Amazon EMR provides a managed Hadoop framework that makes it easy, fast, and cost-effective to run data process frameworks. Amazon EMR consumes and processes real-time data from Amazon Kinesis, Apache Kafka, or other data streams with Spark Streaming. Amazon EMR performs streaming analytics in a fault-tolerant way and writes results to AWS S3 or HDFS. Amazon EMR can be used to quickly and cost-effectively perform data transformation workloads (ETL) such as, sort, aggregate, and join, on large datasets.

Alibaba Cloud E-MapReduce is a big data processing system solution running on Alibaba Cloud platform. E-MapReduce is built on Alibaba Cloud Elastic Compute Service (ECS) based on open source Apache Hadoop and Apache Spark. It facilitates usage of the other peripheral systems (for example, Apache Hive, Apache Pig and HBase) in the Hadoop and Spark ecosystems to analyze and process their own data. Moreover, you can also export and import data to other cloud data storage systems and database systems easily, such as Alibaba Cloud OSS and Alibaba Cloud ApsaraDB for RDS.

AWS Redshift data house is an enterprise level relational database query and management system. AWS Redshift supports multiple types of applications, including business intelligence (BI), reports, data and analytic tools, to establish client connection. AWS Redshift Spectrum allows you to store and process data at any time as needed.
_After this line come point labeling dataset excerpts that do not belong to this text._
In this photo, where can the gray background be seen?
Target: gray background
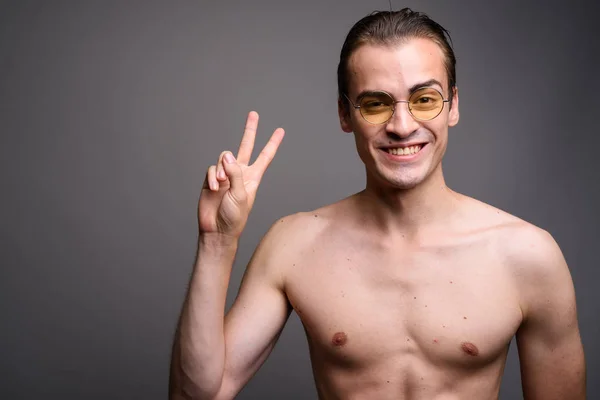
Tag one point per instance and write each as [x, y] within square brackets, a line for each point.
[110, 113]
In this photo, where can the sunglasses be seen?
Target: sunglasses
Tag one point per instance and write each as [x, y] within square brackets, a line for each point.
[378, 107]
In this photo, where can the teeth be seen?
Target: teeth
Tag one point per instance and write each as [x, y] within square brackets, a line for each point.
[406, 151]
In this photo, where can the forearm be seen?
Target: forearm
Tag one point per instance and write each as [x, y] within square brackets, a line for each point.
[199, 350]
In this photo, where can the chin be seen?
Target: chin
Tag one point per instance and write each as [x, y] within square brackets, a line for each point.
[400, 182]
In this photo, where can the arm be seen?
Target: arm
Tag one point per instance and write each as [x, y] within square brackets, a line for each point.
[213, 356]
[550, 348]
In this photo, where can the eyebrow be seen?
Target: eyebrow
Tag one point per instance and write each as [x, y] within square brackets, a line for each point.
[411, 90]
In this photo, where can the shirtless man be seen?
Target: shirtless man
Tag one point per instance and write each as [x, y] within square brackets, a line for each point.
[407, 290]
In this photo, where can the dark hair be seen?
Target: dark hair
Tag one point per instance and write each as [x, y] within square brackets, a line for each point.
[389, 28]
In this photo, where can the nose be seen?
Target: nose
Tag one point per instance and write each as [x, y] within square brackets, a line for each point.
[402, 122]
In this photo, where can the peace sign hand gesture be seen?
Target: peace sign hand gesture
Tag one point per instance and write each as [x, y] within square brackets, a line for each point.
[230, 186]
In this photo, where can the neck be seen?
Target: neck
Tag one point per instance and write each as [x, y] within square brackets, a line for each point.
[407, 211]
Alibaba Cloud MaxCompute is the largest big data cloud service platform in China, and provides massive data storage, massive data computing, as well as data exchange among multiple organizations. Alibaba Cloud MaxCompute is a large distributed computing system independently developed by Alibaba Group. MaxCompute supports multi-cluster dual-active disaster recovery. You don’t have to concern about the infrastructure stability, which allows you to concentrate on your own business. MaxCompute also ensures data consistency and continuity of its services. Alibaba Cloud MaxCompute provides users with a comprehensive set of big data development tools to improve data import and export solutions, as well as various classic distributed computing models to quickly solve massive data computation, effectively reduce enterprise cost, and safeguard data security.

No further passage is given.